3 Applications: Data

3.1 Case study: Passwords

Stop for a second and think about how many passwords you’ve used so far today. You’ve probably used one to unlock your phone, one to check email, and probably at least one to log on to a social media account. Made a debit purchase? You’ve probably entered a password there too.

If you’re reading this book, and particularly if you’re reading it online, chances are you have had to create a password once or twice in your life. And if you are diligent about your safety and privacy, you’ve probably chosen passwords that would be hard for others to guess, or crack.

In this case study we introduce a dataset on passwords. The goal of the case study is to walk you through what a data scientist does when they first get a hold of a dataset as well as to provide some “foreshadowing” of concepts and techniques we’ll introduce in the next few chapters on exploratory data analysis.

The passwords data can be found in the tidytuesdayR R package.
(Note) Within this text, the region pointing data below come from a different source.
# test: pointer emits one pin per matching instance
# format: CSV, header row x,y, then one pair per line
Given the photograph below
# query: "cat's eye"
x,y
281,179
Table 3.1 shows the first ten rows from the dataset, which are the ten most common passwords. Perhaps unsurprisingly, “password” tops the list, followed by “123456.”
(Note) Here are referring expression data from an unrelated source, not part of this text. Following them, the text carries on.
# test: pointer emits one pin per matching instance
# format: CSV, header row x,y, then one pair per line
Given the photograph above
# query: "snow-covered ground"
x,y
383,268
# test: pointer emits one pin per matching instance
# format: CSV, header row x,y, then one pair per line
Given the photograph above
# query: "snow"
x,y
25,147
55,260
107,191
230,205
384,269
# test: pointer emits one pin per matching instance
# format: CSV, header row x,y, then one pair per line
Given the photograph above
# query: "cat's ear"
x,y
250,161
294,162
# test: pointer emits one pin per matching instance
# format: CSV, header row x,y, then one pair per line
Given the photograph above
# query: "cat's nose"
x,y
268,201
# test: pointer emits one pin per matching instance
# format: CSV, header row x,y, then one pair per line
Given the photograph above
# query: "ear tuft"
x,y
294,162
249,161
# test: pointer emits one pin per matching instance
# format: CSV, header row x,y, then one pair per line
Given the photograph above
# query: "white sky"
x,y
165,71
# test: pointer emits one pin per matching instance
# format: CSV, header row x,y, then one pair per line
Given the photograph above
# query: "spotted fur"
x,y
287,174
Table 3.1: Top ten rows of the passwords dataset.
rank password category value time_unit offline_crack_sec strength
1 password password-related 6.91 years 2.170 8
2 123456 simple-alphanumeric 18.52 minutes 0.000 4
3 12345678 simple-alphanumeric 1.29 days 0.001 4
4 1234 simple-alphanumeric 11.11 seconds 0.000 4
5 qwerty simple-alphanumeric 3.72 days 0.003 8
6 12345 simple-alphanumeric 1.85 minutes 0.000 4
7 dragon animal 3.72 days 0.003 8
8 baseball sport 6.91 years 2.170 4
9 football sport 6.91 years 2.170 7
10 letmein password-related 3.19 months 0.084 8

When you encounter a new dataset, taking a peek at the first few rows as we did in Table 3.1 is almost instinctual. It can often be helpful to look at the last few rows of the data as well to get a sense of the size of the data as well as potentially discover any characteristics that may not be apparent in the top few rows. Table 3.2 shows the bottom ten rows of the passwords dataset, which reveals that we are looking at a dataset of 500 passwords.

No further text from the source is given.